Sind die Lehrkräfte überhaupt ausreichend ausgebildet, um politische Themen mit den Jugendlichen entsprechend zu bearbeiten?
Vieles deutet darauf hin, dass sie bezogen auf sehr aktuelle weltpolitische Ereignisse nicht angemessen ausgebildet sind, um darauf einzugehen.
Fühlen sich Lehrkräfte mit dieser Aufgabe alleingelassen?
Soweit ich das mitbekomme, ja. Und daran etwas zu ändern ist kurzfristig ganz schwierig.
Was bräuchte es dafür?
Neben der verbesserten Ausstattung und umfangreicheren Ganztagsangeboten brauchen wir ein starkes Fortbildungssystem für das pädagogische Personal. Darüber kann man alle erreichen. Mit einem richtig ausgebautem Fortbildungssystem, das inhaltlich und von der Form her auf dem neuesten Stand ist, hätten wir schon vor Jahren festgestellt, dass Themen, die mit deutscher Erinnerungskultur, Rassismus und Antisemitismus zu tun haben, eine ganz große Rolle in den Schulen spielen.
Inwiefern haben sich Themen wie Holocaust und Antisemitismus verändert?
Wir besprechen den Holocaust und die deutsche Verantwortung in der Schule noch immer als historisches Thema. Dabei ist es heute auch ein emotionales und aktuelles. So etwas allein durch eine historische deutsche Brille zu sehen funktioniert nicht mehr.
Könnte bessere politische Bildung einen Rechtsruck künftig verhindern?

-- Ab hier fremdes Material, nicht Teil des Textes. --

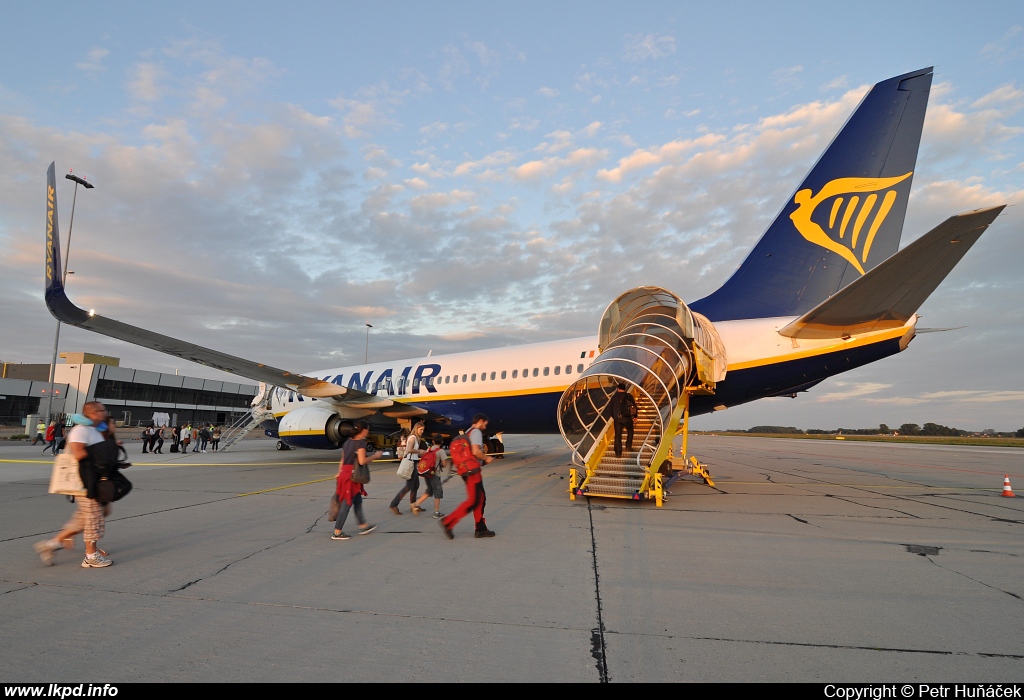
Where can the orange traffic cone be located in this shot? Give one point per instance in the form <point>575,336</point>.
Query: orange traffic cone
<point>1007,491</point>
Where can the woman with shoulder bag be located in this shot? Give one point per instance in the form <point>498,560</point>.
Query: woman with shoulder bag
<point>91,442</point>
<point>350,491</point>
<point>412,485</point>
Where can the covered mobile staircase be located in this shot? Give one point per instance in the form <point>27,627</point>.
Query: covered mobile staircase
<point>664,353</point>
<point>247,423</point>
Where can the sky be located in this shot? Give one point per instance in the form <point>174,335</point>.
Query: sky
<point>464,175</point>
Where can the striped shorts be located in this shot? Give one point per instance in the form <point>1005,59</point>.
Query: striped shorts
<point>88,519</point>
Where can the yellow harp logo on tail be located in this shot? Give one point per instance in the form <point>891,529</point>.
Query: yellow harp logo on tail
<point>840,216</point>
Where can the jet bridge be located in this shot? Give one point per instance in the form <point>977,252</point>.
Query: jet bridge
<point>664,352</point>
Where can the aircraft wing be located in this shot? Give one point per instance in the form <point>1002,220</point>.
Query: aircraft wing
<point>65,310</point>
<point>888,295</point>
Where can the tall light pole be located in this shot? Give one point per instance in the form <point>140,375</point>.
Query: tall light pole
<point>64,278</point>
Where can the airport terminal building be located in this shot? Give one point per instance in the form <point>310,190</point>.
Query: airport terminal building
<point>131,396</point>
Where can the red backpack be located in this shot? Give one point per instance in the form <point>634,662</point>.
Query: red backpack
<point>428,462</point>
<point>461,451</point>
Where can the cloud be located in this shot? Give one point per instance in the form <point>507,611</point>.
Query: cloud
<point>144,84</point>
<point>640,47</point>
<point>535,170</point>
<point>853,392</point>
<point>261,219</point>
<point>644,159</point>
<point>787,77</point>
<point>93,63</point>
<point>434,129</point>
<point>1006,48</point>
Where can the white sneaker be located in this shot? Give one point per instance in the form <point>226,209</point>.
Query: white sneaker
<point>96,561</point>
<point>45,551</point>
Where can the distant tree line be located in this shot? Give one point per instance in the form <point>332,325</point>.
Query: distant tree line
<point>929,429</point>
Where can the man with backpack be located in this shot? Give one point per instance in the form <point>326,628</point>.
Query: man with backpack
<point>624,411</point>
<point>468,455</point>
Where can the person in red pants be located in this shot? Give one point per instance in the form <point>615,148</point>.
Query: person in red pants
<point>469,462</point>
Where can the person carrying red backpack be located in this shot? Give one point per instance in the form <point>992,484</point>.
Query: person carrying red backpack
<point>429,467</point>
<point>467,453</point>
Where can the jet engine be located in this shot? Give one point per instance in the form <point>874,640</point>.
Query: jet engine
<point>315,427</point>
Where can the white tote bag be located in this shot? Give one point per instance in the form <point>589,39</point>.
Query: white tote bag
<point>65,478</point>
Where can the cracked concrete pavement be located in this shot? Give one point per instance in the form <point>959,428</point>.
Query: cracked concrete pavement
<point>796,567</point>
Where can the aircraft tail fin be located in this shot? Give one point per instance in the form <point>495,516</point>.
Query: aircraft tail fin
<point>888,296</point>
<point>845,218</point>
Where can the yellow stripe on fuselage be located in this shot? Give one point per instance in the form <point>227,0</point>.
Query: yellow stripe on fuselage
<point>880,337</point>
<point>839,345</point>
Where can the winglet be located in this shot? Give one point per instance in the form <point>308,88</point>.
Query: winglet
<point>56,300</point>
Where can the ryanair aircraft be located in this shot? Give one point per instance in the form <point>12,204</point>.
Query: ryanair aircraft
<point>823,291</point>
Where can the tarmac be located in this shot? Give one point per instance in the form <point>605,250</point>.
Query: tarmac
<point>813,561</point>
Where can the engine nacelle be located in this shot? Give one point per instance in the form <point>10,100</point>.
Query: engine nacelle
<point>314,427</point>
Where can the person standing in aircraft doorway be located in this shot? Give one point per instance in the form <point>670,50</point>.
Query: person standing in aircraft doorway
<point>624,411</point>
<point>412,486</point>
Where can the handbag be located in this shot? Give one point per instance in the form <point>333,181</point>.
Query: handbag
<point>360,474</point>
<point>406,469</point>
<point>65,477</point>
<point>114,487</point>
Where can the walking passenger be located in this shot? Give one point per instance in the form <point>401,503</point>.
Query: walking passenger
<point>88,517</point>
<point>429,467</point>
<point>469,462</point>
<point>350,493</point>
<point>624,411</point>
<point>58,437</point>
<point>412,485</point>
<point>40,433</point>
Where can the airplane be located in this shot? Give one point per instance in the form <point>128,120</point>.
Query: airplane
<point>825,290</point>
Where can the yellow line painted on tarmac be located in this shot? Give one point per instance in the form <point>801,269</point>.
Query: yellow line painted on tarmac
<point>188,464</point>
<point>278,488</point>
<point>824,483</point>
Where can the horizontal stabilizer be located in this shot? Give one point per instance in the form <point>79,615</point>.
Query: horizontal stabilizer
<point>889,295</point>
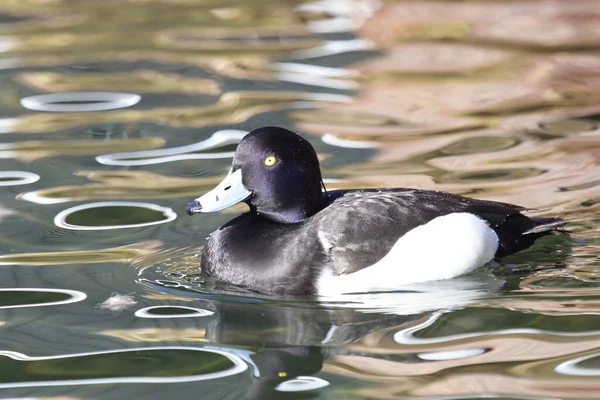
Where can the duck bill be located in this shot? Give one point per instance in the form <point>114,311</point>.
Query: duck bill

Wenn man Menschen darin bestärkt, gestaltungsfreudig und kreativ zu sein, sie dabei darin schult, die Risiken zu sehen, aber die Chancen zu ergreifen, komplex zu denken und pragmatisch zu handeln, dabei Partizipation einfordert und zugleich real ermöglicht, dann hat man zumindest alles getan, um Rückzug, Resignation oder Radikalisierung zu verhindern.